As the final act of community empowerment this calendar year, ASHA visited Gberefu community, an island located in Badagry three Thursdays past.
Gberefu is one of those underserved communities that brings tears to the eyes when one notes the abject and dire state of existence bedevilling its citizens despite its wealth of natural resources. It has no health centre, no tarred road, improper sanitation, no community centre, no schools and no electric power. Surprisingly, there is mobile connection on the island. And, yes, there is government presence in the form of PHCN poles without cables!

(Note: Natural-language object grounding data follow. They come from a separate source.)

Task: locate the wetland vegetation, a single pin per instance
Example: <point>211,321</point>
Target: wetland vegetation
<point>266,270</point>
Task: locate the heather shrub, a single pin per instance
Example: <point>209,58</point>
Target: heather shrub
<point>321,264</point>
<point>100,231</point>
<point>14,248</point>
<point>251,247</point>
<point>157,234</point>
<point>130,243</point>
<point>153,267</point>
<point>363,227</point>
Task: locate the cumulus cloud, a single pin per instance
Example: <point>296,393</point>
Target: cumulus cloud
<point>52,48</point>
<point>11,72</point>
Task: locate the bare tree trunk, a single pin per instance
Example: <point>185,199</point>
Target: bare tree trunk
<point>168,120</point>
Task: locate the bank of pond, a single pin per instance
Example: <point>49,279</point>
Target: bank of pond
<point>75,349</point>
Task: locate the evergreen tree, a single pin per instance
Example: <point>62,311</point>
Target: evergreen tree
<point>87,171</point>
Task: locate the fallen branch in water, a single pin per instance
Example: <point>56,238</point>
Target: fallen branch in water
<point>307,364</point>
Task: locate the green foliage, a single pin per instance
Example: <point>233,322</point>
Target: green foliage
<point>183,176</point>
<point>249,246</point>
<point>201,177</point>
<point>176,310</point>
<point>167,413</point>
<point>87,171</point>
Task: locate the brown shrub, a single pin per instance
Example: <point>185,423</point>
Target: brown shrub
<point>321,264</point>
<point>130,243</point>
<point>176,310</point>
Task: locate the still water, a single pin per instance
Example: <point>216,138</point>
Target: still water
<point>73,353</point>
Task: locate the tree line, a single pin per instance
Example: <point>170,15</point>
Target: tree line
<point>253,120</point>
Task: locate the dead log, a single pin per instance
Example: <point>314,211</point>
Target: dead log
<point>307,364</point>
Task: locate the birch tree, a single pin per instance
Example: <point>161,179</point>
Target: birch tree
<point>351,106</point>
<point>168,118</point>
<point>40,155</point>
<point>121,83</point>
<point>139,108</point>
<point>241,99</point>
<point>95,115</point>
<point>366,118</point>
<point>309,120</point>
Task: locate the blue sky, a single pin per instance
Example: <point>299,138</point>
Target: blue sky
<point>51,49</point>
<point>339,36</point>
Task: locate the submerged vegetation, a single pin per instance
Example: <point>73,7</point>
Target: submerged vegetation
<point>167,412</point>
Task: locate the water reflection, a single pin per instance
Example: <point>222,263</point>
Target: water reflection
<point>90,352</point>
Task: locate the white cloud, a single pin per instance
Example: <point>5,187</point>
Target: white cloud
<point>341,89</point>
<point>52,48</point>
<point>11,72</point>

The people, friendly yet suspicious of outsiders, had warmed up to ASHA team the first time they had been engaged. Same obtained this time around, friendly yet suspicious. Their suspiciousness might be borne from the failed promises –over the years- from successive governments and development agencies to empower the community.
Studies have shown that for any community, social infrastructures and amenities are vitally important if the community is to thrive and sustain itself. Evidence at Gberefu indicates a community that needs all the help it can summon.
Consequent on its benign neglect, ASHA’s aim was to spread the cheer and significance of the festive season. Over 100 items of donated and purchased clothing was distributed to women and girls. In between, questions of development and empowerment that were troubling the assembled women and girls where answered to the best of ASHA team’s ability.
The nodes from the Q&A were the usual: schools and better life chances; cottage industries, jobs, internship and disposable income; better sanitation and modern infrastructures and, finally, attracting government attention.
Leading the women is Mama Segun. She is the wife of a retired Nigerian Prisons official, Baba Segun. She and her husband have been ASHA’s liaisons in the community. A stop at their home brought the first wave of women. Being a work day, the team, led by Baba Segun, had to move to Ilaje where there is a thriving cottage industry built around the blue economy.
The need for government attention is telling. The boat ride to and fro the community is fraught with danger. The boats are often rickety; overcrowded and infrequent; their engines sometimes refuse to start at first pull; passengers are unusually disdainful to the need for life jackets -when there are any- and, water hyacinths are an ever-constant menace seeking to unbalance any boat. Gberefu needs investments. A link bridge will be a lifesaving start. Schools and a vocational centre or two are equally welcomed.
The honest view is that Gberefu needs development. And, sadly, it is not the development of relocating this fishing community and parcelling out the island to hotel chains, real estate developers and other international investors. Development and growth is not sustainable, holistically, where indigenous citizens are uprooted from their ancestral communities. The long term financial and social cost of such are being felt from Australia to Canada and Colombia to United States.
Many communities are like Gberefu. They are vulnerable, underserved and marginalised but possess a clean pristine environment that is far from health-damaging industries and carcinogenic pollutants. ASHA can settle here even with it wretched amenities. A lungful of air here will serve a marathoner far longer than anywhere else in Lagos state.
The women and girls of Gberefu needs what all women the world over need and even more: to be sustainably empowered and, subsequently, empower their community.